To fetch the answers and metadata but for the current answers, we’ll
query the TaskAnswerHistory
table using the CURRENT_ANSWERS
query as a sub-query to identify just the rows that are current answers
to questions:
SELECT taskanswer_id, stored_value, created, username, reviewed
FROM guidedmodules_taskanswerhistory
LEFT JOIN siteapp_user
ON siteapp_user.id = answered_by_id
WHERE guidedmodules_taskanswerhistory.id IN (CURRENT_ANSWERS);
Here is an example result:
Task Answer |
Stored Value |
Created |
Username |
Reviewed |
---|---|---|---|---|
10 |
null |
2018-05-20 10:35 |
user1 |
0 |
11 |
“server2.company.com” |
2018-05-19 16:20 |
user2 |
2 |
This result holds the current answers to the Unix File Server hostname
question across all instances of the compliance app in the GovReady-Q
installation. Notice that the rows in the previous table that
represented replaced answers to the first TaskAnswer are omitted from
the results in this query and only the current answer for each Task
is included.
The “stored_value” column holds the user’s answer encoded in JSON. In
JSON, text (strings) are enclosed in double quotes. Therefore we know
that the second answer is text. In JSON, null
(without double quotes
around it) represents an empty value — in GovReady-Q, that means the
user skipped the question choosing I Don’t Know, It Doesn’t Apply,
or I’ll Come Back.
We’ll modify this query in the next section to filter on the reviewed status of each answer.

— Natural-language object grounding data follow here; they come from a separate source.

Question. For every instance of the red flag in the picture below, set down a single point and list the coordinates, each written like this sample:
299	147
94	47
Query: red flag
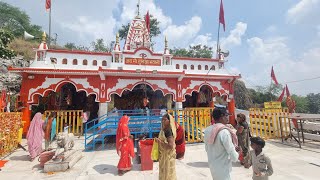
290	102
273	76
287	91
48	4
147	19
221	16
281	95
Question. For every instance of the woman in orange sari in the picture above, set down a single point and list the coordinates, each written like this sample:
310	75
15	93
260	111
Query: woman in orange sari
124	146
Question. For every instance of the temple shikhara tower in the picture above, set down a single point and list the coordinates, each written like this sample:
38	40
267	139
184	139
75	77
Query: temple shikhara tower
130	77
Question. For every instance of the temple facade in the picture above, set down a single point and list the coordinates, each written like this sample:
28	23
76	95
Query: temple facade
130	76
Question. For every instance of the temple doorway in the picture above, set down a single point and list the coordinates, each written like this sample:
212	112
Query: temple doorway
140	97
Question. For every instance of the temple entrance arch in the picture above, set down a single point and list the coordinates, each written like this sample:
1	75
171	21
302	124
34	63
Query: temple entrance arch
141	96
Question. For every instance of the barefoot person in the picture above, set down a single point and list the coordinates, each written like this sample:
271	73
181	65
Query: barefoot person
35	135
124	145
221	146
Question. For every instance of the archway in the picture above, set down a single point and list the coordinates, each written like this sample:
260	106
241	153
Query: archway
203	98
136	99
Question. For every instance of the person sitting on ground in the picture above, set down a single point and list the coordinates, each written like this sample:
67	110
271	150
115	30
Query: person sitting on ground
243	136
221	145
260	162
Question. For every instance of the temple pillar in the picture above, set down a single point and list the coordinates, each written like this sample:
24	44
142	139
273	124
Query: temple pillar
178	105
231	109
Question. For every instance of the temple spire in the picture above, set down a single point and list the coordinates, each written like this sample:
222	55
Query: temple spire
138	9
44	37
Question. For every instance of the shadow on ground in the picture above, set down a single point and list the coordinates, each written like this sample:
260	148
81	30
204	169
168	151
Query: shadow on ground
20	158
198	164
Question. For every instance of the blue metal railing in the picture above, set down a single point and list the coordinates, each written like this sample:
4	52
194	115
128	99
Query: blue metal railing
141	122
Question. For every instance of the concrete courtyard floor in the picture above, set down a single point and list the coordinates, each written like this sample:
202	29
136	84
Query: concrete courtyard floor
289	163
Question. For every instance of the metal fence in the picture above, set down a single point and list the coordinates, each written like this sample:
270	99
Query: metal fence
70	117
10	131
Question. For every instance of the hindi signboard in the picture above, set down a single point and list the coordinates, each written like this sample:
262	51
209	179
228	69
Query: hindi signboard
141	61
272	105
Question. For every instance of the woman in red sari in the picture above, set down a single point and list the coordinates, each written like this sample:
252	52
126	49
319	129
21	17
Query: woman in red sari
124	146
180	142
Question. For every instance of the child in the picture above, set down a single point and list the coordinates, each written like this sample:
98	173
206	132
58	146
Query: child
261	163
243	137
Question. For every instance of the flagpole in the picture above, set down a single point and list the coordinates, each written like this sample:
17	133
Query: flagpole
49	42
218	39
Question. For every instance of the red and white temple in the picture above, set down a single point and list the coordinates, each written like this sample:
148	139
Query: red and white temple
67	79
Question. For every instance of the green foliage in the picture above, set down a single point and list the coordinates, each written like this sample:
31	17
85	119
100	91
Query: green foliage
313	103
5	38
73	46
16	21
154	29
24	48
197	51
301	104
242	95
99	46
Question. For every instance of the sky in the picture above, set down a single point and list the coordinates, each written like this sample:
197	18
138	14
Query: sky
259	34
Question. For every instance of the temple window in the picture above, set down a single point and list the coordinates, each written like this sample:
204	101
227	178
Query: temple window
75	62
53	60
184	66
85	62
64	61
213	67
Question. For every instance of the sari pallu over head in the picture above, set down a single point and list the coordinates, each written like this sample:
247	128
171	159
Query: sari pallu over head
172	126
122	136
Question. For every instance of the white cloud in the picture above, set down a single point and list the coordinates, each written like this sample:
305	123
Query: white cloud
268	51
232	40
304	11
265	53
234	37
129	11
180	36
87	27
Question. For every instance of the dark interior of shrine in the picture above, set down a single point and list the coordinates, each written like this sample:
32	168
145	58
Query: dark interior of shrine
136	98
68	99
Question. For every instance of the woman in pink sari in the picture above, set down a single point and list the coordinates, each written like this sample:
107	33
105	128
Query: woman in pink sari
35	136
124	146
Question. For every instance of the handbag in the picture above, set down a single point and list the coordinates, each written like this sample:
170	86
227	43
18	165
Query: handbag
155	151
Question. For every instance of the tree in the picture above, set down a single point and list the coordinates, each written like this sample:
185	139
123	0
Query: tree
5	38
16	21
197	51
242	95
301	104
154	29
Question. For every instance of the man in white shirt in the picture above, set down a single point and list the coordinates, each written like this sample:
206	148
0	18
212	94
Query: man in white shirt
221	146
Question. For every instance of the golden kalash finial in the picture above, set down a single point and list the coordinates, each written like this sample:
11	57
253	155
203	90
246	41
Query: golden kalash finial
44	37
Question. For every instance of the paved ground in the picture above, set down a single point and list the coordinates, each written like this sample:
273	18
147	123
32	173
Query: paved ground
290	163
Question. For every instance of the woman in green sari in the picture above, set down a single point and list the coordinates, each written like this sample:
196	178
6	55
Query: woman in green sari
167	151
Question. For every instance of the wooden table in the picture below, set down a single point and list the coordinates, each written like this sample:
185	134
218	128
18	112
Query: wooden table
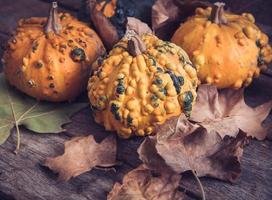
22	176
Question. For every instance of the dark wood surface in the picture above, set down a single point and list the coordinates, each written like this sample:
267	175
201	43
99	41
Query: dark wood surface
22	177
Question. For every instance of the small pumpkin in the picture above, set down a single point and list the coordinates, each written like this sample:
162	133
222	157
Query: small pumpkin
227	49
50	59
142	82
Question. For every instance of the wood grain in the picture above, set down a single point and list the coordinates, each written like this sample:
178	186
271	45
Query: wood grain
23	177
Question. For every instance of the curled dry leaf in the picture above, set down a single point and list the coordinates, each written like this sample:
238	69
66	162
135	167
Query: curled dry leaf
168	14
226	112
108	31
105	28
138	26
142	184
182	146
81	154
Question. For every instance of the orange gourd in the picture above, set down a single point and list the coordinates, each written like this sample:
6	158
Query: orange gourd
227	49
142	82
50	59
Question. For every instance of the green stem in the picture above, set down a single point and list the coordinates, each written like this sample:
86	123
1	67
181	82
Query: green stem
16	125
53	22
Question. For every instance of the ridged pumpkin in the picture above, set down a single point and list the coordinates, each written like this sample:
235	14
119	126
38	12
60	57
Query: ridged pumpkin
227	49
50	59
142	82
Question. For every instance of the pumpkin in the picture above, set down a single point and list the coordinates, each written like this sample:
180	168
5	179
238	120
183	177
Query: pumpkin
227	49
142	82
50	59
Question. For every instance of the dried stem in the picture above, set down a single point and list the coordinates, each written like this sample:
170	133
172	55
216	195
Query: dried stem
136	45
200	185
53	22
217	15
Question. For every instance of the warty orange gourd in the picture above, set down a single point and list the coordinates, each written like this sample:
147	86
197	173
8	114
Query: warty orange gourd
50	59
142	82
228	50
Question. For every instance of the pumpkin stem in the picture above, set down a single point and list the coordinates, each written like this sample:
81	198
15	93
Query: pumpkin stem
53	23
217	15
136	45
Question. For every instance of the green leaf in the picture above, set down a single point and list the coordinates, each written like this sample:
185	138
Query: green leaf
17	109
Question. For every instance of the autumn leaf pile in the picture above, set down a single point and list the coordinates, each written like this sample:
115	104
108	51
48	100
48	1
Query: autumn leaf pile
209	143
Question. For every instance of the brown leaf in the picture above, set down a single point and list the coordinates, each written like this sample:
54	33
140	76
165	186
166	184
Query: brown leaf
226	112
138	26
142	184
106	30
81	154
168	14
182	146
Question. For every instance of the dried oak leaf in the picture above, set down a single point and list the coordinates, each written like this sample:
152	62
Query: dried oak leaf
181	146
142	184
81	154
168	14
226	112
105	28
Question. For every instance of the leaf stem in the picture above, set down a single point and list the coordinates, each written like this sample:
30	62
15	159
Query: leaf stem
200	185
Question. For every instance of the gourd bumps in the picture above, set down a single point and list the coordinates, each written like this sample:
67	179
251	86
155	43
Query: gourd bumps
227	49
142	82
51	59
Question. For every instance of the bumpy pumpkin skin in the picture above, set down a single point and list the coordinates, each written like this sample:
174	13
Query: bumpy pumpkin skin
131	94
227	55
49	66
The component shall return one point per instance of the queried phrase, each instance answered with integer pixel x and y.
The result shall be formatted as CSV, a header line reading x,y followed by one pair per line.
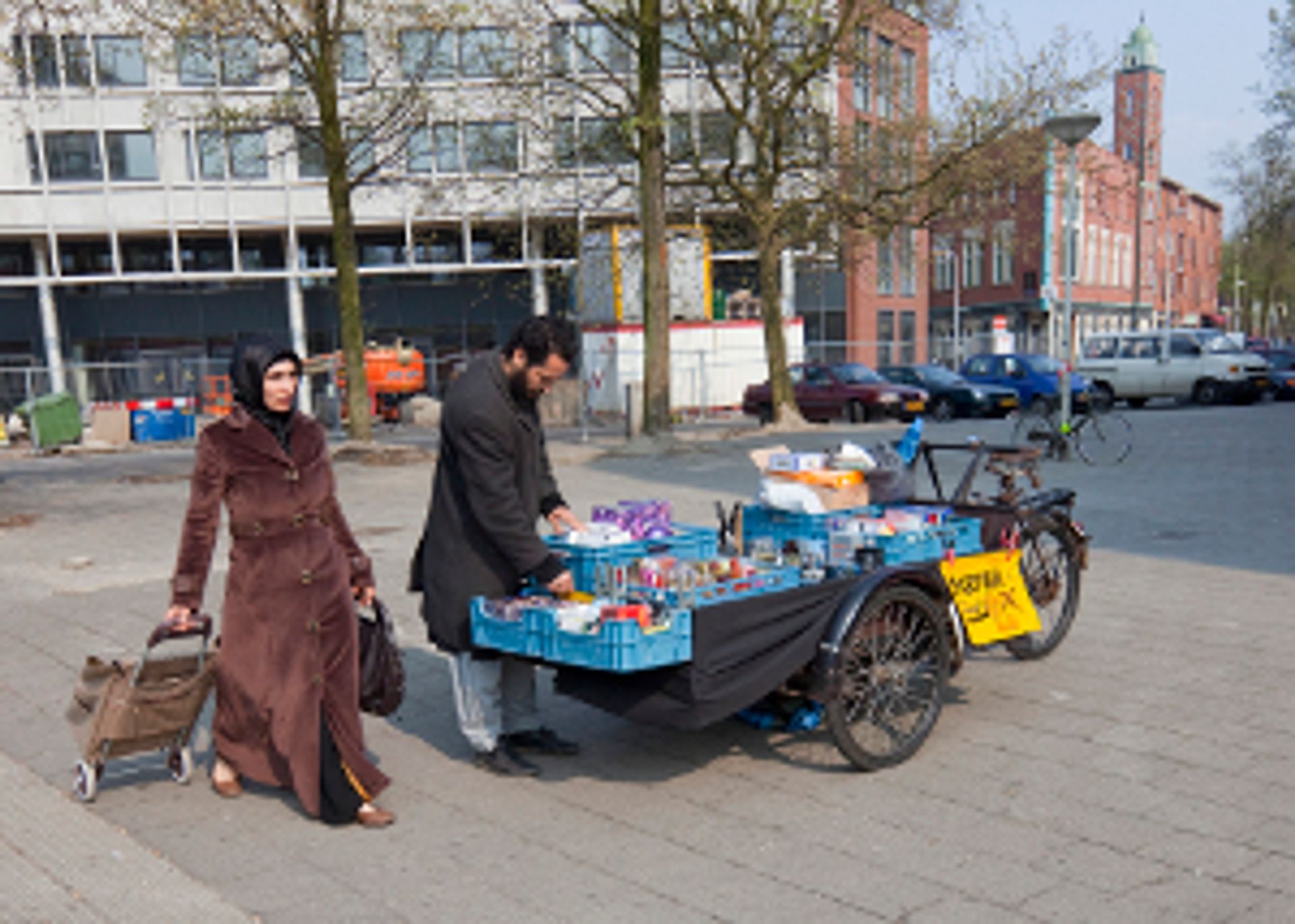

Filter on approved answers¶
The “reviewed” field of TaskAnswerHistory
stores GovReady-Q’s simple
workflow status of the answer. The values are 0
(not reviewed),
1
(reviewed), and 2
(approved). To select just approved answers,
add a WHERE clause to the previous SQL query:
SELECT taskanswer_id, stored_value, created, username, reviewed
FROM guidedmodules_taskanswerhistory
LEFT JOIN siteapp_user
ON siteapp_user.id = answered_by_id
WHERE guidedmodules_taskanswerhistory.id IN (CURRENT_ANSWERS)
AND reviewed = 2;
The query extracts the answers in a structure similar to the following table:
Task Answer |
Stored Value |
Created |
Username |
Reviewed |
---|---|---|---|---|
11 |
“server2.company.com” |
2018-05-19 16:20 |
user2 |
2 |
This is the complete query to extract the approved answers to the
hostname question in the Unix File Server compliance app. The query has
been simplified by replacing a sub-query with CURRENT_ANSWERS
, which
itself has a sub-query that has been replaced by MODULE_QUESTIONS
.
Both sub-queries can be found above.